La ausencia de una digna atención social en la primera potencia del mundo, el desastre del mercantilizado sistema sanitario, sus intentos de liquidar el deficiente Obamacare, su obstinación por controlar la Corte Suprema, el atropello de las normas parlamentarias, el abandono del Tratado de No Proliferación de Armas Nucleares (firmado en tiempos de Reagan) sin atar ni diseñar otro más amplio, la falta de compromiso con el cambio climático («No voy a parar nuestra industria, mientras que China e India siguen siendo asquerosas», dijo durante el tercer debate con Biden en las presidnciales…), la paralización partidista de un plan millonario de ayuda ciudadana desde la pasada primavera, el crecimiento desaforado de la deuda pública, su incapacidad para mantener equipos sólidos, los cambios constantes en asesores y consejeros de seguridad, de política exterior… Pero ni la más completa fiscalización de su gestión, de su idiosincrasia, hubiera impedido la renovación en la presidencia de no haber sido por su delirante gestión de la pandemia. Mientras el número de muertos crecía exponencialmente, Trump afirmaba que «la COVID-19 estaba doblando la esquina» y congregaba a sus seguidores ignorando las mínimas medidas de seguridad.

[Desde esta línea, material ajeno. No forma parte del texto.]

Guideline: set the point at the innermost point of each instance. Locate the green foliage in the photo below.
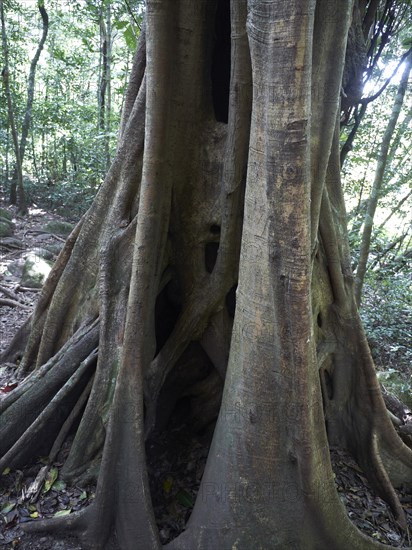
(386, 313)
(67, 153)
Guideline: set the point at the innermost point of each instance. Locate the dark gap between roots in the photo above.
(167, 311)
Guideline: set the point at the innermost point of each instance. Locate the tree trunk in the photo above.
(18, 178)
(226, 176)
(10, 110)
(377, 182)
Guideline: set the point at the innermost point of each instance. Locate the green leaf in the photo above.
(185, 499)
(51, 478)
(61, 513)
(121, 24)
(8, 508)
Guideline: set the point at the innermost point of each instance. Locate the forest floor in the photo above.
(176, 459)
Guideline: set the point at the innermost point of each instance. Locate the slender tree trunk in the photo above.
(377, 183)
(214, 266)
(29, 105)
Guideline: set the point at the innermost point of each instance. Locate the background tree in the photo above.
(214, 188)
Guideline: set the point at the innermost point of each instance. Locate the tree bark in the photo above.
(378, 180)
(12, 122)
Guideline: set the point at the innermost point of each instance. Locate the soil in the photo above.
(176, 457)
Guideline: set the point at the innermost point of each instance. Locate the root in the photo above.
(13, 303)
(50, 390)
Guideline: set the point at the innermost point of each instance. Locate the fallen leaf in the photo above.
(7, 508)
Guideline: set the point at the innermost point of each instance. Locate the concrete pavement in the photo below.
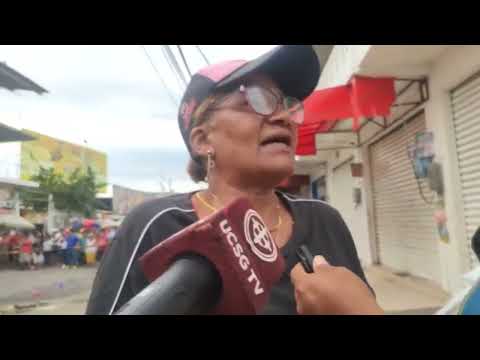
(405, 295)
(395, 294)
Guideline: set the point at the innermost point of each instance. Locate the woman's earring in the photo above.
(210, 163)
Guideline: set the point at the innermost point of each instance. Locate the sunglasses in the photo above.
(266, 102)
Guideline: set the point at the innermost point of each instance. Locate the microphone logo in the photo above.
(258, 237)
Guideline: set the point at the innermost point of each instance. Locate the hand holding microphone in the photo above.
(226, 263)
(331, 290)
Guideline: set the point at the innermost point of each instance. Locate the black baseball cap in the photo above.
(294, 68)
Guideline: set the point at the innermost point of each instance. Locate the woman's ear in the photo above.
(199, 141)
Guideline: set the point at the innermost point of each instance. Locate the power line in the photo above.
(173, 59)
(184, 61)
(176, 76)
(203, 55)
(159, 75)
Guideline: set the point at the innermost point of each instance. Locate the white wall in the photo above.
(344, 61)
(451, 68)
(340, 184)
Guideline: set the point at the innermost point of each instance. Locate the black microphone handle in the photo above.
(190, 286)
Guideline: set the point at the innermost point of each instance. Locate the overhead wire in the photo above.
(159, 76)
(203, 55)
(184, 60)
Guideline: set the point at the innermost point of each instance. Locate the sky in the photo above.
(110, 98)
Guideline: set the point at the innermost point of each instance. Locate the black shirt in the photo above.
(119, 277)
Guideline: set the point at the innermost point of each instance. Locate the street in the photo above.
(47, 291)
(55, 291)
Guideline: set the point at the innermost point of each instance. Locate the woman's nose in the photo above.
(281, 116)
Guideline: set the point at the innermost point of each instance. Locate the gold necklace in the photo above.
(211, 207)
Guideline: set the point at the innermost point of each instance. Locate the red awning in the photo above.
(361, 97)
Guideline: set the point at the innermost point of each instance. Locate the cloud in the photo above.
(111, 97)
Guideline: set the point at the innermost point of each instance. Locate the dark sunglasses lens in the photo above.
(295, 108)
(261, 100)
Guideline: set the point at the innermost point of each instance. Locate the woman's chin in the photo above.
(277, 171)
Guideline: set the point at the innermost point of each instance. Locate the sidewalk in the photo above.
(395, 294)
(406, 295)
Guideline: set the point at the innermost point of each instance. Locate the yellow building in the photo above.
(63, 156)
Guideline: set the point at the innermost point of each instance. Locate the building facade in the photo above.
(413, 222)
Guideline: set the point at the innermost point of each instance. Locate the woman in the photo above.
(239, 121)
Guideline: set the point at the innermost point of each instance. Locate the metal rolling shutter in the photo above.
(466, 120)
(405, 228)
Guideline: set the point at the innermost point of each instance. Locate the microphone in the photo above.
(226, 264)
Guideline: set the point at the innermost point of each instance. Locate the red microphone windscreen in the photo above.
(238, 243)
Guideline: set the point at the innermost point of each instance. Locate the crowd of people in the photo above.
(70, 247)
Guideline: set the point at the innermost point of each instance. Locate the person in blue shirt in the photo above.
(71, 251)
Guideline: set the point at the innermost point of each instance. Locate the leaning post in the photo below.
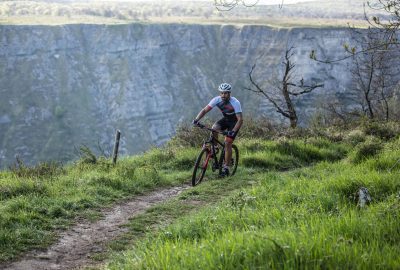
(116, 145)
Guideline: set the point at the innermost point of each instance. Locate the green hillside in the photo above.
(292, 204)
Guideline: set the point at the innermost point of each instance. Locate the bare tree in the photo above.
(225, 5)
(374, 72)
(282, 92)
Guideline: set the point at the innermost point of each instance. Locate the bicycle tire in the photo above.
(200, 161)
(234, 161)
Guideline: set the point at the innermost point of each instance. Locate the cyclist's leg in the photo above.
(228, 144)
(218, 126)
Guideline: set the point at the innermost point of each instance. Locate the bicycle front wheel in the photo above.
(200, 167)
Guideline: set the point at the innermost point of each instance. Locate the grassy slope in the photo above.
(301, 216)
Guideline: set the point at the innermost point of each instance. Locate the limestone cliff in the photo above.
(63, 86)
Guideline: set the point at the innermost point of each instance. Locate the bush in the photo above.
(385, 131)
(355, 137)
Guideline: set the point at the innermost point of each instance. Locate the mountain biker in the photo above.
(232, 120)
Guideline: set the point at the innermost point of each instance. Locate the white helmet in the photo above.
(225, 87)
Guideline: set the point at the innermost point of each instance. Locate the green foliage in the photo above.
(86, 155)
(384, 131)
(302, 219)
(355, 137)
(41, 170)
(289, 219)
(365, 150)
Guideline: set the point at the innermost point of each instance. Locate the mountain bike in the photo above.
(209, 153)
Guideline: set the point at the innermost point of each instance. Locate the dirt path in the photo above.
(75, 245)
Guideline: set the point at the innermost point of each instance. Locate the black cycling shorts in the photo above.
(227, 124)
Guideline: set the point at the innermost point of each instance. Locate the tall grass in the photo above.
(286, 220)
(307, 218)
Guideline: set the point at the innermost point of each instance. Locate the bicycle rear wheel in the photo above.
(200, 167)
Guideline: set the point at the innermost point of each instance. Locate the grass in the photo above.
(304, 218)
(292, 204)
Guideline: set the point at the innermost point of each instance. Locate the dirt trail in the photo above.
(75, 245)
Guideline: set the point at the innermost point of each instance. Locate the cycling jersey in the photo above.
(229, 109)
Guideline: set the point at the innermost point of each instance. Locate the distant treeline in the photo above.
(342, 9)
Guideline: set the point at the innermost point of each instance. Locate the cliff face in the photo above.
(63, 86)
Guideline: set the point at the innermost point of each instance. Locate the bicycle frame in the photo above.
(210, 143)
(209, 152)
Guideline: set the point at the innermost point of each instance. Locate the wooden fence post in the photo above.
(116, 145)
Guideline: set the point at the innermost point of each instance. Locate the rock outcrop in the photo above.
(63, 86)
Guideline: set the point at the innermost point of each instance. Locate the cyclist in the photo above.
(232, 120)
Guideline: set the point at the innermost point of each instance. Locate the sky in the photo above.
(248, 2)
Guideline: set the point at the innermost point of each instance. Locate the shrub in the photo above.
(382, 130)
(355, 137)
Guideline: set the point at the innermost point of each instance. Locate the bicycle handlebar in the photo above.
(211, 129)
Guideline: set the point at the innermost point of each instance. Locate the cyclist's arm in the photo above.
(203, 112)
(238, 123)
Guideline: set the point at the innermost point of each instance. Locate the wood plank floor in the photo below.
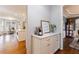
(67, 49)
(21, 49)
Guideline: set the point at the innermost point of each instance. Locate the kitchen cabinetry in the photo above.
(46, 44)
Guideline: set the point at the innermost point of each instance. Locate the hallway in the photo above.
(67, 49)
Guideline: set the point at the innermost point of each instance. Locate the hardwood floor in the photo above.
(67, 49)
(21, 49)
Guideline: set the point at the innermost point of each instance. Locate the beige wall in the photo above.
(71, 10)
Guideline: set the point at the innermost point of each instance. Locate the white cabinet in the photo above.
(46, 44)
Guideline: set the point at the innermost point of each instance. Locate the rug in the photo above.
(74, 44)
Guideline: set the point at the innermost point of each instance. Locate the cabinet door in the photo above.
(55, 43)
(44, 45)
(36, 45)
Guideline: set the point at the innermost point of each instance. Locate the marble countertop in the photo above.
(45, 35)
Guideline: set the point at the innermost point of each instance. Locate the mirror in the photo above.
(45, 26)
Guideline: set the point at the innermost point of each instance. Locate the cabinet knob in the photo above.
(48, 44)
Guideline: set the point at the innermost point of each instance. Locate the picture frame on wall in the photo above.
(45, 26)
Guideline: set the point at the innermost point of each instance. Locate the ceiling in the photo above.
(13, 10)
(71, 10)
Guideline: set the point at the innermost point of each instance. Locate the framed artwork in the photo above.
(45, 26)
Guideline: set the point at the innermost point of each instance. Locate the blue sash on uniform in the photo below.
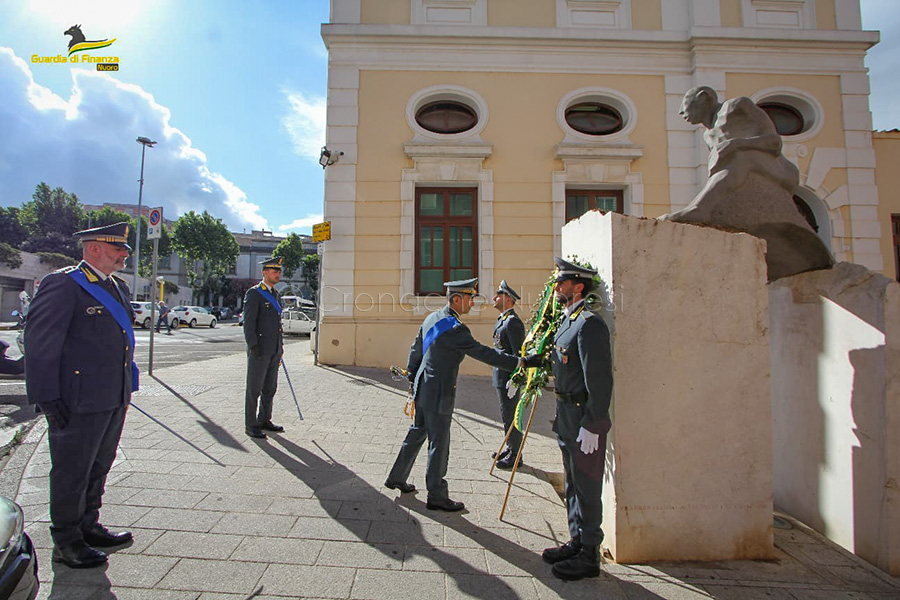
(116, 309)
(442, 326)
(270, 298)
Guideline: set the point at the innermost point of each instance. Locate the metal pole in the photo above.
(319, 303)
(137, 233)
(153, 301)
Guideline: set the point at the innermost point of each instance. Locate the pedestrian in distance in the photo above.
(582, 368)
(509, 334)
(262, 331)
(163, 318)
(441, 345)
(80, 373)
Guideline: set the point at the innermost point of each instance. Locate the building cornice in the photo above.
(344, 34)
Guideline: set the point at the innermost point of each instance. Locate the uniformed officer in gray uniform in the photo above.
(262, 331)
(509, 333)
(582, 368)
(434, 358)
(80, 373)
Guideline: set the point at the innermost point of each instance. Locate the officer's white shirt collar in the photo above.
(572, 308)
(103, 276)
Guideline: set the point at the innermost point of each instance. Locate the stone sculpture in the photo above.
(751, 184)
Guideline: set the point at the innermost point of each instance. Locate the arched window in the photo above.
(446, 116)
(787, 119)
(594, 118)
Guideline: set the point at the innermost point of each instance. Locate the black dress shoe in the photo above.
(78, 555)
(585, 564)
(507, 462)
(568, 550)
(403, 486)
(101, 537)
(445, 504)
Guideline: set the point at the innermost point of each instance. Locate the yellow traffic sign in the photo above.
(322, 232)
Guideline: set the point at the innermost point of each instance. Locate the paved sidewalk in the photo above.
(304, 514)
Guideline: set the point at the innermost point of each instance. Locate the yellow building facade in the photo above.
(471, 130)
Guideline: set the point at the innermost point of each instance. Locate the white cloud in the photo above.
(305, 224)
(305, 123)
(86, 144)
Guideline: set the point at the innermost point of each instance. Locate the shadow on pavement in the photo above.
(216, 431)
(331, 480)
(69, 584)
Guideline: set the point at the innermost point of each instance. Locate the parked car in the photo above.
(18, 561)
(193, 316)
(296, 321)
(142, 315)
(219, 312)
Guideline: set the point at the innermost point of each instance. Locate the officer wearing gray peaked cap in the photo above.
(115, 234)
(568, 270)
(463, 286)
(505, 289)
(272, 263)
(442, 342)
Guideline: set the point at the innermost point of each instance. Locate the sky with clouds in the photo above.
(234, 94)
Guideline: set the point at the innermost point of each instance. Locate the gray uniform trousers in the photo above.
(435, 427)
(262, 382)
(81, 455)
(584, 475)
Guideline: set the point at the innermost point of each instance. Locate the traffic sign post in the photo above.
(154, 232)
(321, 234)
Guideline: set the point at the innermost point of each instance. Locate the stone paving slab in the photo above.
(304, 514)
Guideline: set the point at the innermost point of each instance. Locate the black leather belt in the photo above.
(576, 399)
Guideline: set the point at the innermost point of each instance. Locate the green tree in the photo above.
(9, 256)
(197, 238)
(12, 231)
(50, 219)
(291, 250)
(311, 264)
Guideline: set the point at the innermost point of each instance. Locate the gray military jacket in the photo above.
(437, 368)
(262, 323)
(582, 366)
(509, 333)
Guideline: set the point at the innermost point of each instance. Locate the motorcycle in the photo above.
(9, 366)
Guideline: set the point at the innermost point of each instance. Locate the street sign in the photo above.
(322, 232)
(154, 228)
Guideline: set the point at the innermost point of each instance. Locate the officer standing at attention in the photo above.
(582, 367)
(509, 333)
(262, 330)
(80, 372)
(434, 358)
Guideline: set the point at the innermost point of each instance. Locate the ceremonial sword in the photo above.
(291, 385)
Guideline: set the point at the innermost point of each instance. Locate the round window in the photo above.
(787, 119)
(594, 118)
(446, 117)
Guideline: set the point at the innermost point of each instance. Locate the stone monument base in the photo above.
(836, 407)
(689, 455)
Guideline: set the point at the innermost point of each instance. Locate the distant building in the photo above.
(255, 246)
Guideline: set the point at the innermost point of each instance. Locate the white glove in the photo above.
(589, 441)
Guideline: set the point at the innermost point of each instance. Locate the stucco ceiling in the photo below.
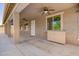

Como escribimos hace meses, los grandes retos del mundo han llegado mudos a los votantes de Trump. La campaña permanente, de la que ya en 1982 habló Sidney Blumenthal como «un ininterrumpido proceso para amañar recursos de disposición pública con el fin de perpetuarse en el gobierno», se sigue desarrollando sobre una estructura mediática norteamericana dominada por grandes corporaciones, por tecnológicas que promocionan el ruido, los análisis simplistas y una mareante espectacularización de declaraciones estúpidas.
El consultor político Mike Murphy imaginó que el lincolniano discurso de Gettysburg se hubiera producido en estos años. Y pensó que la cobertura apenas sería un «corte de sonido inmediatamente tapado por los comentarios jactanciosos de un reportero».